A timely thesis from UConn grad ’21 Renee Semple who explored how narrative shapes public response and cultural memory. In examining the narratives crafted around the 1918 and 1957 influenza pandemics, Semple details the danger of historical erasure in the elevation of certain narratives over others. A job well done!
Renee Semple, “Preferred Narratives and Their Impact on Historical Memory: An Examination Through Comparison of Twentieth Century Pandemics”

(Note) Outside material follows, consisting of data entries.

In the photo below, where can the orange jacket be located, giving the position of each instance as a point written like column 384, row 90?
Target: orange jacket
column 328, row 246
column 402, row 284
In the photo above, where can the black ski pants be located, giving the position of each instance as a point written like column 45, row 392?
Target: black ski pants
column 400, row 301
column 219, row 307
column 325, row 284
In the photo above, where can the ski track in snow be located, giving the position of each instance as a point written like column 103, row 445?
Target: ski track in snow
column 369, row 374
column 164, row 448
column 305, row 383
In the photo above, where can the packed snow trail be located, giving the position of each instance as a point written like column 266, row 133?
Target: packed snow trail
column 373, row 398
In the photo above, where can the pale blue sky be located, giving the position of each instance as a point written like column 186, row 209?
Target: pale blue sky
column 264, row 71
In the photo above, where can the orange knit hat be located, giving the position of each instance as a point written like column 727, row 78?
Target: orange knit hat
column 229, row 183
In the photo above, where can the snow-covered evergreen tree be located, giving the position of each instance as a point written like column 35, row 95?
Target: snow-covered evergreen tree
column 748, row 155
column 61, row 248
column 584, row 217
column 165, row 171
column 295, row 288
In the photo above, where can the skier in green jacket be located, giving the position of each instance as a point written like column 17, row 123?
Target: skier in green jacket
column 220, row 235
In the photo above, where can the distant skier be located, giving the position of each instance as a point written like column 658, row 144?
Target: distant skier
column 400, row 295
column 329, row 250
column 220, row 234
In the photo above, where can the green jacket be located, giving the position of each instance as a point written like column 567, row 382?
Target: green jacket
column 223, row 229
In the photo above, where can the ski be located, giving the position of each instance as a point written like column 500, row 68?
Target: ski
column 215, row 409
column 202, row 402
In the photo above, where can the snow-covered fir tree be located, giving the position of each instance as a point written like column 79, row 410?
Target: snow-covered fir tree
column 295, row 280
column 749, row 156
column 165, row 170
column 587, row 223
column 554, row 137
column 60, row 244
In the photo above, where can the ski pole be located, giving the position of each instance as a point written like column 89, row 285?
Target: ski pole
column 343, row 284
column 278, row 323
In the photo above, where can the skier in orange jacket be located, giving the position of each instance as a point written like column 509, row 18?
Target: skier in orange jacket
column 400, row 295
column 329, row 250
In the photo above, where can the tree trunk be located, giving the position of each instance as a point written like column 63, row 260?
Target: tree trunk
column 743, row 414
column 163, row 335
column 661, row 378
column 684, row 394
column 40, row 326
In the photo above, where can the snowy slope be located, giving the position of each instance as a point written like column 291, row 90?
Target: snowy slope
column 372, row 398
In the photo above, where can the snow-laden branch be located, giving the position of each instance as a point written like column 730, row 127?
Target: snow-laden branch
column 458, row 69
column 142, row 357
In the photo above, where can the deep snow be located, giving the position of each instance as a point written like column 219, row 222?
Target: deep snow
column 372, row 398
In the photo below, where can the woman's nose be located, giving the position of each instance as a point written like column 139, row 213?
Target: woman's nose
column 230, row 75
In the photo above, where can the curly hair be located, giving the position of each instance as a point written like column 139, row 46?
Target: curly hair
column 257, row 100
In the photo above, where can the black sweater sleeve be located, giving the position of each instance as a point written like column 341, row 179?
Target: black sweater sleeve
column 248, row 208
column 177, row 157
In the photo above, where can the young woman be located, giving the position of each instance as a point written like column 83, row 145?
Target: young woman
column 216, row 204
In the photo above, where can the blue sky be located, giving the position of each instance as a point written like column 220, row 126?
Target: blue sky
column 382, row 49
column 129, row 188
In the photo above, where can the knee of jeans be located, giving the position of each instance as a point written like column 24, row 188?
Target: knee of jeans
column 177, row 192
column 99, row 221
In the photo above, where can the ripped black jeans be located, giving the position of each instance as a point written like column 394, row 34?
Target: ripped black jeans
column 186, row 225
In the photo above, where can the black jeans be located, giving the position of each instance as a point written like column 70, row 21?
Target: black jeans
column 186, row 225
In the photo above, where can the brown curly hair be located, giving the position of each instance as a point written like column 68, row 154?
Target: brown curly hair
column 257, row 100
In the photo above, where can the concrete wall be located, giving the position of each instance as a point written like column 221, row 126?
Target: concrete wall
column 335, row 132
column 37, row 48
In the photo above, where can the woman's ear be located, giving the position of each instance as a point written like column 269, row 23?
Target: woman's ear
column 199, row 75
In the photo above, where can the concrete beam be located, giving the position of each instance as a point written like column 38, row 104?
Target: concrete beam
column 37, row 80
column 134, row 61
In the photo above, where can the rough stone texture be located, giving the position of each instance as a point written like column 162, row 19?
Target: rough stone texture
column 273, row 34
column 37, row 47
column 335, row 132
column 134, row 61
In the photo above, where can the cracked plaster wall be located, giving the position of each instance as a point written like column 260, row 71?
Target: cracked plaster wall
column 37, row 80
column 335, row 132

Thesis Advisor: Dr. Shirley Roe
Societal response to a crisis and the narratives that emerge from the event(s) often vary and oppose one another. A narrative can be considered a point of view or a lens that is often cultivated through experiences and carries its own tone while telling events. This thesis compares the narratives that emerged from both the 1918 and 1957 influenza pandemics. Examining the 1918 influenza pandemic reveals both a public and a private narrative, in which the public narrative is the preferred out of the two. Filled with optimism, the preferred public narrative focused on moving forward and furthering scientific research—a modernist view that overshadowed the private narrative. This pattern is discovered in the influenza pandemic of 1957; the two narratives emerge, with the public one as the preferred narrative. By comparing these two pandemics within fifty years of one another, it is clear that a pattern of societal response and preferred narratives emerges out of these public health crises. The narratives created during the pandemics persisted afterwards by influencing the cultural memory and perpetuating instances of historical erasure.